Ernesto Kenji Igarashi mostra que a explosão na oferta de cursos de formação em segurança transformou o que deveria ser uma decisão estratégica em um verdadeiro labirinto para quem deseja ingressar ou crescer no setor.
Entre academias improvisadas, certificações de validade duvidosa e promessas de formação relâmpago, o profissional iniciante corre o risco concreto de investir recursos significativos em uma capacitação que não abre portas, não qualifica de verdade e, em alguns casos, sequer possui reconhecimento legal.
Escolher onde se formar deixou de ser uma questão de preferência para se tornar um divisor de águas na trajetória de carreira, e o cenário de 2026 intensifica esse desafio. Siga a leitura e veja que a profissionalização do setor avança em ritmo acelerado, o mercado se torna mais exigente e os contratantes, sejam órgãos públicos ou empresas privadas de grande porte, passaram a filtrar candidatos pela qualidade comprovada de sua formação profissional.
O reconhecimento legal é o primeiro filtro, não um detalhe
Ernesto Kenji Igarashi destaca que, antes de qualquer análise sobre conteúdo ou metodologia, há uma verificação inegociável: a validade legal da formação. No Brasil, atividades de segurança privada são reguladas por normas específicas e fiscalizadas por órgãos competentes, o que significa que nem todo curso atraente no marketing possui respaldo oficial.
Um erro recorrente entre iniciantes é deslumbrar-se com estrutura física, equipamentos modernos ou discurso motivacional, ignorando a pergunta mais básica: esta instituição está devidamente credenciada para emitir uma certificação reconhecida? Sem esse fundamento, todo o investimento se torna inútil no momento decisivo da contratação. À vista disso, a checagem documental e regulatória precede qualquer outro critério de escolha.

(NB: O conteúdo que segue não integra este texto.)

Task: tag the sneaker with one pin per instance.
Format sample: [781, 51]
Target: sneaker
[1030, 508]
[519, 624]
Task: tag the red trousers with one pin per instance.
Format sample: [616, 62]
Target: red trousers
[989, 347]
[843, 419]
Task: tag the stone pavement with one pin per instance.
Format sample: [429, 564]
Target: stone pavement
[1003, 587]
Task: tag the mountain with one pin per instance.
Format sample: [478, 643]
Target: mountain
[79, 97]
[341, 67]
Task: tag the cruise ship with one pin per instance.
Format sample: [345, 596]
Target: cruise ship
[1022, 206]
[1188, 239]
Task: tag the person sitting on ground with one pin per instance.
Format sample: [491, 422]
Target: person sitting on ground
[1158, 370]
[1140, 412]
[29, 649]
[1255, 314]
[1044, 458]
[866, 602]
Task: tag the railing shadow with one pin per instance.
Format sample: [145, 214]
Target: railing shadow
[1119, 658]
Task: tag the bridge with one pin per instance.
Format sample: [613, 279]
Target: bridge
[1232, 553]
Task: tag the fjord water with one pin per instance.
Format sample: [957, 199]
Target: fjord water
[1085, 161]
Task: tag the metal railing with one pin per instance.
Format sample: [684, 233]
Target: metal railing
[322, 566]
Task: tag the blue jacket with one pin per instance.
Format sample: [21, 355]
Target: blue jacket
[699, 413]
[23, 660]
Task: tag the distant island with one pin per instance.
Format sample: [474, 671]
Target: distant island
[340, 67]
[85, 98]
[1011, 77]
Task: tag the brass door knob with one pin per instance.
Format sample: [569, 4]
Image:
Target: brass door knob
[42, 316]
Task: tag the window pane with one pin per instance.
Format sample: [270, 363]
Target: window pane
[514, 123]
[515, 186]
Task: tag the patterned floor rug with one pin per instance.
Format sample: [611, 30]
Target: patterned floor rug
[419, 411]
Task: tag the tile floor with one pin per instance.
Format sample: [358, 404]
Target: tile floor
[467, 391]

A diferença entre treinar e apenas assistir
Uma vez assegurada a legalidade, o passo seguinte é dissecar o que efetivamente será ensinado. Muitos cursos preenchem a carga horária com teoria genérica e pouca prática supervisionada, formando profissionais que conhecem conceitos, mas travam diante de situações reais.
Uma capacitação consistente equilibra fundamentos de gestão de riscos, protocolos de proteção patrimonial, técnicas operacionais, legislação aplicada e, sobretudo, simulações práticas que reproduzam a pressão do ambiente real.

Ernesto Kenji Igarashi revela que a qualidade de uma formação se revela menos na quantidade de horas e mais na profundidade com que cada competência é desenvolvida e testada. O candidato atento deve solicitar a grade detalhada e desconfiar de programas que evitam mostrar exatamente o que será trabalhado.
Quem ensina importa tanto quanto o que é ensinado
Há um critério frequentemente subestimado por quem escolhe um curso de segurança, a trajetória real de quem ministra as aulas. Instrutores com vivência operacional consolidada transmitem não apenas técnicas, mas o discernimento construído em anos de prática, aquele conhecimento tácito que nenhum manual contempla.
Por outro lado, corpos docentes formados apenas por teóricos, sem experiência de campo, tendem a reproduzir conteúdo descolado da realidade. Ernesto Kenji Igarashi destaca que investigar a biografia profissional dos instrutores é um passo essencial e revelador. Uma instituição séria tem orgulho de apresentar seus formadores, enquanto aquelas que escondem ou maquiam essas informações costumam ter algo a ocultar.
O profissional do futuro começa pela escolha que faz hoje
À medida que o setor de segurança se profissionaliza e se torna mais técnico, a exigência sobre a qualidade da formação só tende a crescer, tornando ainda mais decisiva a escolha feita no início da jornada. Os próximos anos pertencerão aos profissionais que tratarem sua capacitação como um projeto de longo prazo, alicerçado em instituições sérias, conteúdo robusto e atualização constante diante de um mercado em transformação.
Ernesto Kenji Igarashi conclui que a formação profissional é a fundação sobre a qual toda uma carreira se ergue, e escolher com critério é o primeiro ato de responsabilidade de quem pretende proteger pessoas, patrimônios e instituições. A pergunta que cada candidato precisa responder com honestidade é se está disposto a investir o tempo e o discernimento necessários para construir uma base que sustentará décadas de atuação qualificada.